France cessa de lire et elle demeura immobile, les mains jointes sur les feuillets, contemplant avec des yeux qui ne voyaient pas le jeu mouvant des vagues.

Soudain, elle ne jouissait plus de l’éclatante fête des choses qui, une heure plus tôt, lui emplissait l’âme d’une sorte de joie enivrée.

Sa pensée venait de soulever trop de graves questions pour qu’elle n’en demeurât pas troublée.

Deux jours s’étaient écoulés depuis sa conversation avec Colette. Ni l’une ni l’autre n’y avaient fait allusion et toutes deux savaient bien que jamais même elles n’en rappelleraient le souvenir. Peut-être Colette n’y pensait déjà plus, absorbée par son rêve. Mais elle, France, n’avait pas oublié une des paroles de sa sœur, dont l’impression lui demeurait singulièrement amère et douloureuse…
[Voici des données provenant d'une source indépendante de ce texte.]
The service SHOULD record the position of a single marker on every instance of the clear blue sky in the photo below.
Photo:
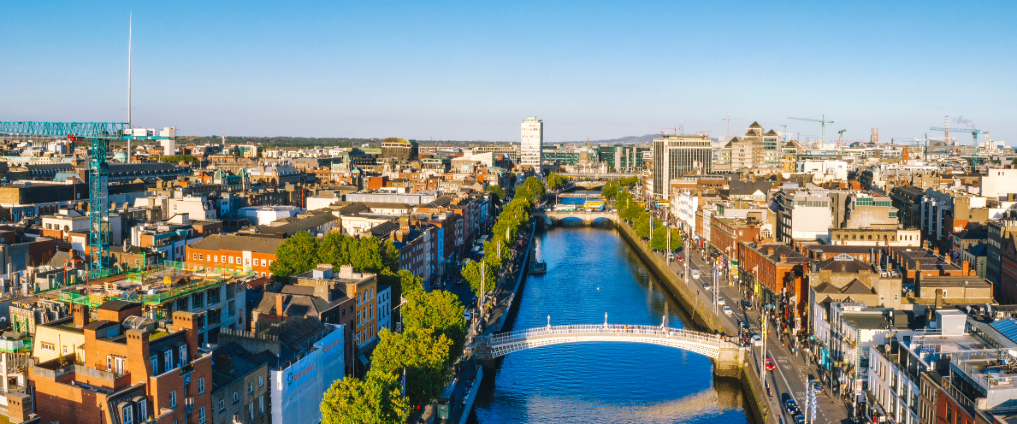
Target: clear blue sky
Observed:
(474, 70)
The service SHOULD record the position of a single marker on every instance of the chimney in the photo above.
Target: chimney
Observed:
(188, 322)
(80, 315)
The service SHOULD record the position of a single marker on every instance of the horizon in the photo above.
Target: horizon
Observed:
(474, 72)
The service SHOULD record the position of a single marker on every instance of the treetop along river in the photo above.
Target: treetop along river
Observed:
(592, 270)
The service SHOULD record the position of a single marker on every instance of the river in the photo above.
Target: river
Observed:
(592, 270)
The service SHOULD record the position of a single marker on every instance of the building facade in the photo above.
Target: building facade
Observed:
(532, 144)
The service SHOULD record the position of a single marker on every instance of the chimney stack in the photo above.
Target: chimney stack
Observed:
(80, 315)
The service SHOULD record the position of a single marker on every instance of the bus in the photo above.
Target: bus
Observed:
(594, 205)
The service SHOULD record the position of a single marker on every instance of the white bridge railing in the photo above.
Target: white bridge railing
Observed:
(626, 330)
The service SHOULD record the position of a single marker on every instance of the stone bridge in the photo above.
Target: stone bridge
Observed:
(587, 217)
(728, 356)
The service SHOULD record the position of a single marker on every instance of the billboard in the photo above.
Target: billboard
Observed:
(297, 389)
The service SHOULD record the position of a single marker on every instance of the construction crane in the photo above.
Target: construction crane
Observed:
(729, 119)
(974, 135)
(99, 135)
(822, 122)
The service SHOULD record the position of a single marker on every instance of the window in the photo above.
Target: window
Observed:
(127, 415)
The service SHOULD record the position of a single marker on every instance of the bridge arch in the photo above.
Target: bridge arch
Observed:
(488, 348)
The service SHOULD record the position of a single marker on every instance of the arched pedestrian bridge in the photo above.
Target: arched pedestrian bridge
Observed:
(587, 217)
(727, 355)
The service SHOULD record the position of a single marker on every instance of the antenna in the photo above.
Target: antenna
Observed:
(130, 29)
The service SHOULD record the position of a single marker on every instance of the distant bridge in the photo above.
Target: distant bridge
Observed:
(728, 356)
(587, 217)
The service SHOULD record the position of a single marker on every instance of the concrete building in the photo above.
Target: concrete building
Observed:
(677, 156)
(532, 145)
(802, 216)
(998, 182)
(400, 149)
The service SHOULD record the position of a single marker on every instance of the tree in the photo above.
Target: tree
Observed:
(335, 249)
(375, 400)
(422, 354)
(410, 285)
(297, 254)
(391, 256)
(471, 273)
(609, 190)
(441, 312)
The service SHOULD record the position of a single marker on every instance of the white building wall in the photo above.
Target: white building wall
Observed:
(998, 183)
(532, 145)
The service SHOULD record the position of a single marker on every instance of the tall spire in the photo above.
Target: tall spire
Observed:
(130, 28)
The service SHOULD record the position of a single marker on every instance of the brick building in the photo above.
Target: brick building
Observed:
(241, 253)
(126, 371)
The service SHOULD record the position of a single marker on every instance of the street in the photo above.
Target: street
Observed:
(791, 372)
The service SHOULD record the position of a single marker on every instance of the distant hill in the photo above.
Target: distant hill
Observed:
(623, 140)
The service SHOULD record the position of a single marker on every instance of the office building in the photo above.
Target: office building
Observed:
(677, 156)
(531, 149)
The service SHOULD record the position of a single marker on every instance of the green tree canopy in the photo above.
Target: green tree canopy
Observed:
(297, 254)
(375, 400)
(471, 273)
(423, 354)
(441, 312)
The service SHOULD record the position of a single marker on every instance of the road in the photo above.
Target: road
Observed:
(791, 372)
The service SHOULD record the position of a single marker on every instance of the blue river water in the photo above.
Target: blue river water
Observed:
(592, 270)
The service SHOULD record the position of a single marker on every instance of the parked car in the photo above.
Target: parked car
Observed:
(756, 340)
(791, 407)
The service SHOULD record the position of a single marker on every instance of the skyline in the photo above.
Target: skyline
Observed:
(475, 71)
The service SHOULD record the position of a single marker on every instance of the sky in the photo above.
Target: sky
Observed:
(474, 70)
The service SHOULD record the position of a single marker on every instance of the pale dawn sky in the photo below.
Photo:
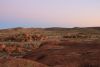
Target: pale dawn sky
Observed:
(49, 13)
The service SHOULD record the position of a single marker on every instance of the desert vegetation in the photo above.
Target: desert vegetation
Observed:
(50, 47)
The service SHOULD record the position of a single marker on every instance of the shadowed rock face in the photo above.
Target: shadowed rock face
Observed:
(12, 62)
(72, 55)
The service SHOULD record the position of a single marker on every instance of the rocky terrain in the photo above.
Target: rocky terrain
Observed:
(50, 47)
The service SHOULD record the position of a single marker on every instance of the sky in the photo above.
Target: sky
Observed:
(49, 13)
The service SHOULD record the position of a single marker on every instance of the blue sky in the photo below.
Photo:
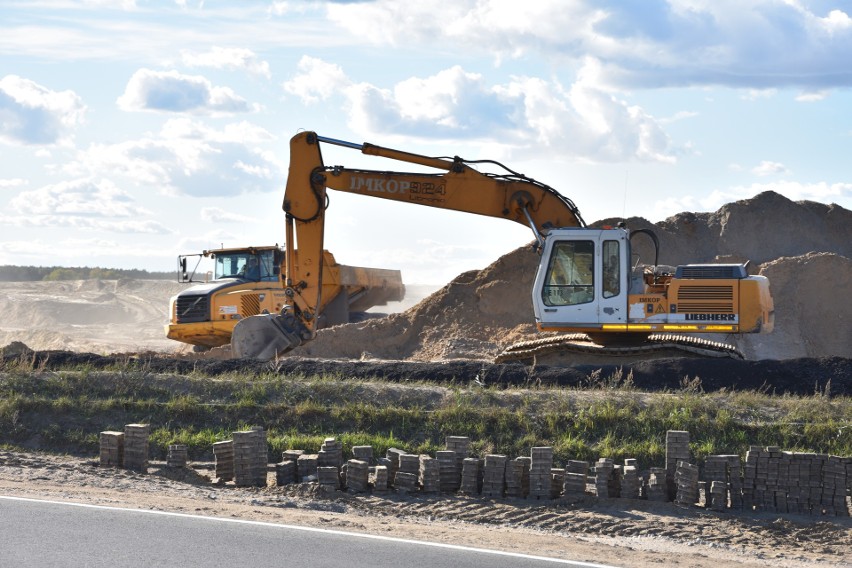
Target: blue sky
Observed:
(132, 131)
— Tante ! voilà tante France ! jeta une petite voix d’enfant.

Elle redressa la tête… Et alors elle aperçut, débouchant sous la voûte ombreuse de l’allée, Rozenne qui avait Bob dans ses bras. Une bonne suivait traînant une voiture d’enfant. France ferma son cahier et se leva, un peu effarouchée de voir sa retraite si lestement troublée.

— Comment m’avez-vous découverte ? fit-elle prenant la main du petit garçon qui, séduit par l’herbe veloutée, avait voulu être mis à terre.

— C’est un heureux… hasard ! fit Rozenne tranquillement.

Mais une lueur de malice pointait dans ses yeux gris.

— … En quittant la plage qui ressemblait au Sahara, j’ai eu la nostalgie des arbres et je suis grimpé vers les bois, où j’ai trouvé ce jeune personnage qui se promenait sous l’œil de sa bonne. Ensemble nous vous avons aperçue et nous sommes venus bien poliment dire bonjour à « tante France ». Est-ce que vous nous en voulez ?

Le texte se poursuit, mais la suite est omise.